You don’t know why you’re here. You won’t know until you get to the bottom of the stairs and remember again.

This time, Muya doesn’t stop me. We watch her stand at the top of the platform, blink dazedly, look at her phone, and head back down the stairs.

The real test will be if she comes back. In the meantime—

“Hey, get a room!” A crowd of clearly drunk college-aged boys has just reached the top of the platform and decided to jeer at our intertwined fingers.

Good opportunity for crowd control. Make them forget we exist.

They’ll just see us again.

The brain is a funny thing. Instead of trying to use your power on them, think of the power cloaking us. Make us immune to observation; make their brains unable to process the sight of us.

We are invisible.

Not invisible. That’s different. Just… unknowable.

We are unknowable.

I have no idea what I’m doing, and though I try to shape the power, it falls apart. I can hear Muya sigh in my head.

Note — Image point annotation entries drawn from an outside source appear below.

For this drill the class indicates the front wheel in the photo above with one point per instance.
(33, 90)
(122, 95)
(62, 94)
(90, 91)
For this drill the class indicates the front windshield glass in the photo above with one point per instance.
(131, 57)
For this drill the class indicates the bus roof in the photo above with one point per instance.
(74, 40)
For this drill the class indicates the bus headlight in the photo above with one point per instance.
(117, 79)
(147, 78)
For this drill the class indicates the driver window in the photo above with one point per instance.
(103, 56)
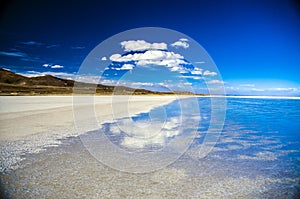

I will do it to you first, so you can observe.

The power pulses from him easily, a thin matrix that covers me in a gossamer film.

I glance toward the boys, and though they look in my direction, their eyes see through me like I am part of the station.

The woman from before is back, looking mildly annoyed, and she too doesn’t seem to see me.

Muya has made me resistant to cataloguing, resistant to memory.

I try to replicate it on him, spinning out the same net over his form.

Clumsy, but yes, that’s the idea.

Would it kill you to say “good job”?

“Good job,” Muya says aloud, then clutches his chest. “Oh, my heart!”

“Asshole,” I mutter, though I can’t help but laugh.

“Your train is coming. This is where I leave you.”

“You taught me how to do two things.”

“So you’re two hundred percent more competent than you were before,” he snarks, letting go of my hand. “I’ll keep poking around, but at least now every time I leave I won’t have to worry about you dying and taking all my power with you.”

The train arrives, and people stream out. Normally I’d run right in, but I realize I’m reluctant to go. I’m actually enjoying spending time with Muya, a demon who hates humans and thinks I’m incompetent, who is only here to take away my power.

“What’s wrong?” Muya asks.

“Just worried that you’ll be lonely without your only friend,” I say.

“Projecting, are we?”

I board the train just as the doors close. When I look back at him, though, he’s waving.